Halo, Dimitri. Supaya bisa lebih kenal, bisakah diceritakan tentang profil diri kamu? Apa alasan yang membuat kamu memilih Australia sebagai negara tujuan studi kamu?
Perkenalkan, nama saya Dimitri Josephine. Saya sekarang sedang menjalani tahun kedua semester kedua di Queensland University of Technology (QUT), dan mengambil Bachelor of Business majoring di Marketing dan Human Resources Management.
Dulu waktu tahun 2011 ketika lulus SMA, saya langsung masuk ke Bina Nusantara International (BINUS) yang di ada Senayan (Jakarta), mengambil jurusan Marketing. Setelah setahun (2 semester) kuliah, saya kemudian pindah ke Aussie.

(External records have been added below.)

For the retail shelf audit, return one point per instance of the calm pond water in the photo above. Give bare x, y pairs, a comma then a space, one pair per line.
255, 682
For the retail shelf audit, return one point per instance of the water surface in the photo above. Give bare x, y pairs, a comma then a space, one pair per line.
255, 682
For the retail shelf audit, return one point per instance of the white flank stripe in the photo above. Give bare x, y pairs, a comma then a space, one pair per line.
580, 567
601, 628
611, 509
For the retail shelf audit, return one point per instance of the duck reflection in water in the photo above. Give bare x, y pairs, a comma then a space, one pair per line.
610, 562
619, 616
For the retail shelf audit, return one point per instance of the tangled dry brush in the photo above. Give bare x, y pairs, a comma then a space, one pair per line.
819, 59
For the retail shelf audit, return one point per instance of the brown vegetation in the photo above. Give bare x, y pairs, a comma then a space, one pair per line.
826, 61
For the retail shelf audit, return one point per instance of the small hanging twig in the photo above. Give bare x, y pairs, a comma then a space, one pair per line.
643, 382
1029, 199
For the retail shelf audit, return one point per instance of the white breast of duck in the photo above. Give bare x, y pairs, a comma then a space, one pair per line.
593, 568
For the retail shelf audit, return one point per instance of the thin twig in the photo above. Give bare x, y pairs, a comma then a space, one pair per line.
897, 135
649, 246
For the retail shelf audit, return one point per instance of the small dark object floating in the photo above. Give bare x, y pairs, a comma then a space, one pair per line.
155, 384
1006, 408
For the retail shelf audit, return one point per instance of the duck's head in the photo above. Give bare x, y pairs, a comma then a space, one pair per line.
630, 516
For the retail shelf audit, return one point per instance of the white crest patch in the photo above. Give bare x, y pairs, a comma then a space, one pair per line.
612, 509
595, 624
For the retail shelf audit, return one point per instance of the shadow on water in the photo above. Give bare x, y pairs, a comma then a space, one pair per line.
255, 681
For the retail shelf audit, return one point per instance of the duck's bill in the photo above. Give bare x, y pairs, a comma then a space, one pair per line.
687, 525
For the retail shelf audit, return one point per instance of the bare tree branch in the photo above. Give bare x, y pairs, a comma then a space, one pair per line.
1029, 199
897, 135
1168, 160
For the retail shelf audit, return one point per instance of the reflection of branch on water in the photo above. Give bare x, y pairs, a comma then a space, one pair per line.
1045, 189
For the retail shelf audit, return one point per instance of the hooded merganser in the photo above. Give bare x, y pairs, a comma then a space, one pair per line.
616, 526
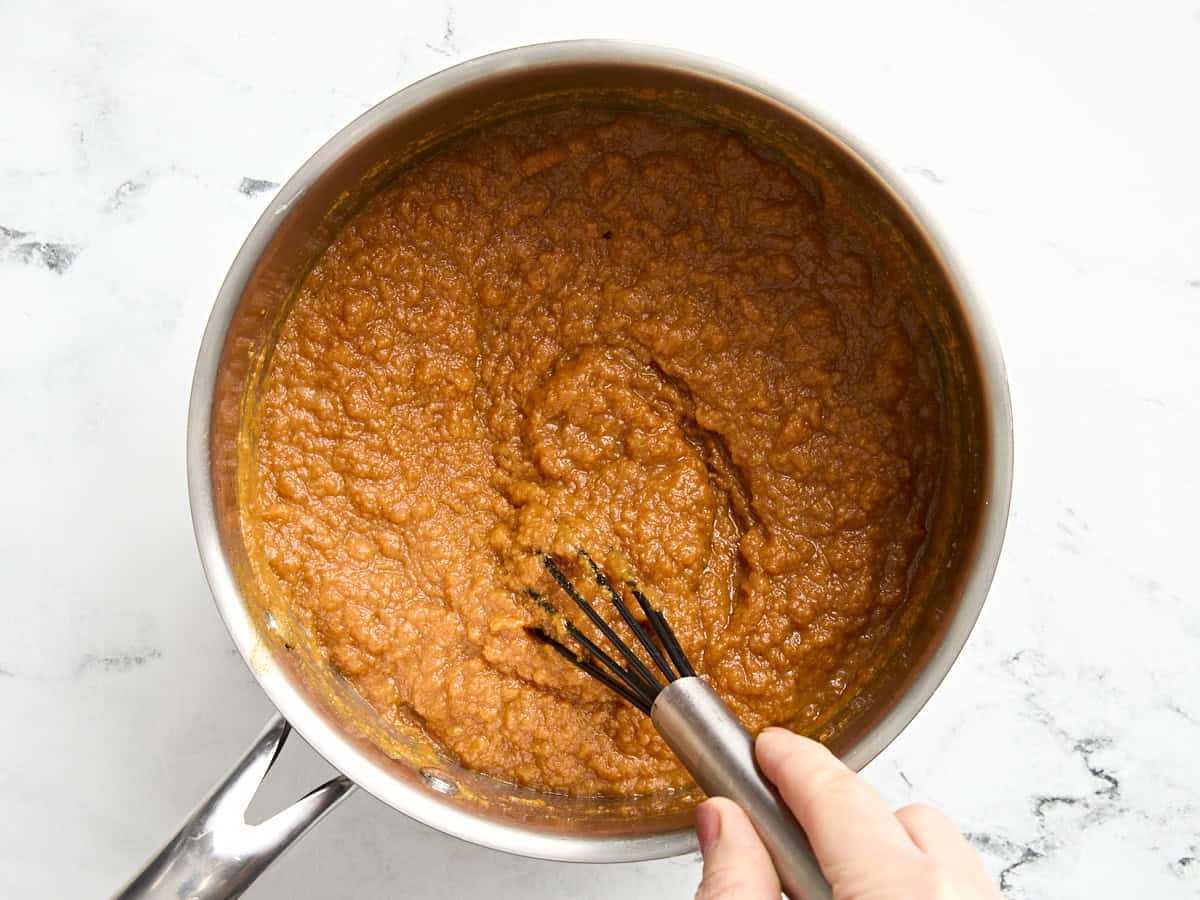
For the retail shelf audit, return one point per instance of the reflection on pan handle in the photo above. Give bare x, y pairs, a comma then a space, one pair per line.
216, 855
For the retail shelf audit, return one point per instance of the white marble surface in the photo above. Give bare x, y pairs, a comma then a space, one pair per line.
1057, 144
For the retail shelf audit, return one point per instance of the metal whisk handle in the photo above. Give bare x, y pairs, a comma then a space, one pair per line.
719, 753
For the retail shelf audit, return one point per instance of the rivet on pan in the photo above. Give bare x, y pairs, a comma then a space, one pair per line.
439, 781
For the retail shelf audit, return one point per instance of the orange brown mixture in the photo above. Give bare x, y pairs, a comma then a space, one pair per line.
634, 334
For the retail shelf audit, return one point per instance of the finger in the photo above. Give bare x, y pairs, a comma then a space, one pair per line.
939, 838
737, 867
847, 822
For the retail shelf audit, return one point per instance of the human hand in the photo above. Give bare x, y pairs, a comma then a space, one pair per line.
865, 851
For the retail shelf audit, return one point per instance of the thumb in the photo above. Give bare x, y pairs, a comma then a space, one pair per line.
737, 867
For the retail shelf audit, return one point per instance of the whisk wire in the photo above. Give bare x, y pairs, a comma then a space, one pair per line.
636, 684
628, 616
670, 642
593, 670
605, 628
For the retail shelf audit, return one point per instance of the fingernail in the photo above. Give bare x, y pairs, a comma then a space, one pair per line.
708, 826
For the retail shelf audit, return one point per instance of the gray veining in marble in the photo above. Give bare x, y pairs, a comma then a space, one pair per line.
1056, 144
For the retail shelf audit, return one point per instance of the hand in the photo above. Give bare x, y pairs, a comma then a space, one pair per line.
865, 851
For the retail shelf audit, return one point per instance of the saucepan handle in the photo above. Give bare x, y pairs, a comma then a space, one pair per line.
215, 853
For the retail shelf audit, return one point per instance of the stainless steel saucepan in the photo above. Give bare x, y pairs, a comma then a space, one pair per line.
215, 853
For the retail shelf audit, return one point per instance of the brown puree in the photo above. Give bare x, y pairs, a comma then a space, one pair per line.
634, 334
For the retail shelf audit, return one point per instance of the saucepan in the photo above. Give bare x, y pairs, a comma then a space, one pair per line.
216, 853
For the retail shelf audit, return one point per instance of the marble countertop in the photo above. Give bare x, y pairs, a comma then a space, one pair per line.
1057, 145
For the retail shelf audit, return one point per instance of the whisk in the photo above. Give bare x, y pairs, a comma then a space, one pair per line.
694, 721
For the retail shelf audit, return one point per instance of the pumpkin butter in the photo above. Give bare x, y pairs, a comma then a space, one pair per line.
637, 335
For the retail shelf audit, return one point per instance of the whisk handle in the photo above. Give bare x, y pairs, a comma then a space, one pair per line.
719, 753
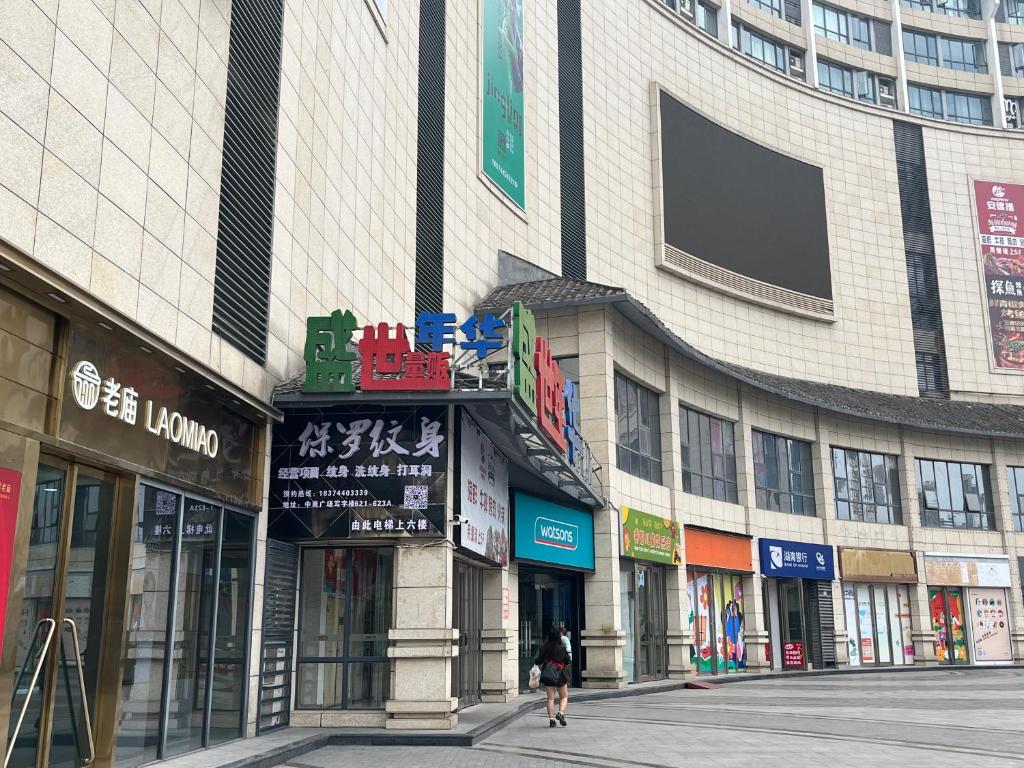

Tapi, karena beberapa alasan, saya tidak jadi ke Australia, dan orangtua saya menyarankan untuk ke Boston, US mengambil English Course yang cuma 4 bulan (September, 2012). Karena dari sana, katanya bisa dibantu untuk masuk ke Boston University (BU). Tapi, ketika di sana saya sendiri ternyata merasa kurang nyaman karena kejauhan dari Indonesia, dan sayapun bilang kepada orangtua tidak mau mengambil kuliah di Amerika. Akhirnya, saya kemudian pulang ke Indonesia (Januari 2013), apply lagi ke QUT, test IELTS, dan berangkat ke Australia Juli 2013.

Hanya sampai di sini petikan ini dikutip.